Cellectar Biosciences reported a net loss of $4.4 million for the quarter ended September 30 2025, translating to earnings per share of $‑1.41. The loss narrowed from $14.7 million in the same period a year earlier and beat the consensus estimate of $‑1.91, a $0.50 improvement driven largely by disciplined cost management that reduced research and development and general‑administrative expenses relative to the prior year.
Revenue for the quarter was $0.00 million, consistent with the company’s status as a purely clinical‑stage biopharmaceutical firm. The lack of sales revenue is typical for a company that has not yet commercialized a product, but the improved loss margin reflects the company’s focus on scaling its pipeline while controlling operating costs.
The company confirmed that it is eligible to submit a conditional marketing authorization application in Europe for its lead radiopharmaceutical, iopofosine I‑131, in 2026. The European Medicines Agency’s Scientific Advice Working Party approved the company’s eligibility, a key regulatory step that could pave the way for a 2027 launch in the European market. In addition, the U.S. Food and Drug Administration granted iopofosine I‑131 rare pediatric drug designation on October 27 2025 for inoperable, relapsed or refractory pediatric high‑grade glioma, providing a potential pathway to accelerated development and market access for a rare disease indication.
Cellectar also announced the initiation of a Phase 1b study of its alpha‑emitting radioconjugate, CLR 125, in patients with triple‑negative breast cancer. The study protocol was submitted to the FDA in June 2025 and is expected to begin enrollment in the fourth quarter of 2025, expanding the company’s portfolio into solid‑tumor indications.

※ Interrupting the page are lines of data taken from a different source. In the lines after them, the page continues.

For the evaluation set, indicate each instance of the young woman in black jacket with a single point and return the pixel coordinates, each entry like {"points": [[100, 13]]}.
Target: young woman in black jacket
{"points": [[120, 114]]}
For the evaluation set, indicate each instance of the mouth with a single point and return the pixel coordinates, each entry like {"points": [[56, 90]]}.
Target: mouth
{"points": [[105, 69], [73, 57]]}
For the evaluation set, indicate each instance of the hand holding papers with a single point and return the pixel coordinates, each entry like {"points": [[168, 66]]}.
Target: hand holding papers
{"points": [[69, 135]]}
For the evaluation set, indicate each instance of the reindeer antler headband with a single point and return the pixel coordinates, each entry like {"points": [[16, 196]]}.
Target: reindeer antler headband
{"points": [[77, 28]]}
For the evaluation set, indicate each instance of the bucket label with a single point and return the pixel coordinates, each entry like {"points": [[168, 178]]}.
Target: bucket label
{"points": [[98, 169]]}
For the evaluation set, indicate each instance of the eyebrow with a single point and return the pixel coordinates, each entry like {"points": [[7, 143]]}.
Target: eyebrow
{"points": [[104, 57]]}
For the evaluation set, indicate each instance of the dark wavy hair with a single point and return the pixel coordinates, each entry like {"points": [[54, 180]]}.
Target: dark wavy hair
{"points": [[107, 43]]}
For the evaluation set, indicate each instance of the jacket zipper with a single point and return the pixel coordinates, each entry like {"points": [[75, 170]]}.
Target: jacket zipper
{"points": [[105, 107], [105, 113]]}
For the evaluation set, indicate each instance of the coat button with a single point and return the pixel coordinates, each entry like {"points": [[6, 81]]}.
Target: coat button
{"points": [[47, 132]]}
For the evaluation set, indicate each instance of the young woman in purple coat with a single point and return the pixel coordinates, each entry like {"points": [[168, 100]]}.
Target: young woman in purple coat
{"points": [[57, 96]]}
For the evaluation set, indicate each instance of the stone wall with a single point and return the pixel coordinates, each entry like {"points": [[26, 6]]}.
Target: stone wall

Following the earnings call, the market reacted negatively, with the stock falling 11 % as investors focused on the company’s “substantial doubt” about its ability to continue as a going concern and its reliance on external financing. The decline underscored the tension between the company’s promising pipeline progress and its fragile financial footing.
CEO James Caruso emphasized the significance of the rare pediatric designation and the EMA eligibility, stating that “the designation validates the potential of iopofosine I‑131 to address a critical unmet need in children and that the European pathway brings us closer to a first‑in‑class therapy.” He also highlighted the launch of the CLR 125 study as a strategic expansion into solid tumors, noting that the company is “building a diversified portfolio of auger‑ and alpha‑emitting radioconjugates.”
The company’s cash runway extends to the third quarter of 2026, but management reiterated the need for additional fundraising to sustain operations and support ongoing clinical development. While the company did not provide new quarterly guidance, the improved loss margin and regulatory milestones suggest a cautious optimism about the long‑term viability of its pipeline, provided that financing can be secured in the near term.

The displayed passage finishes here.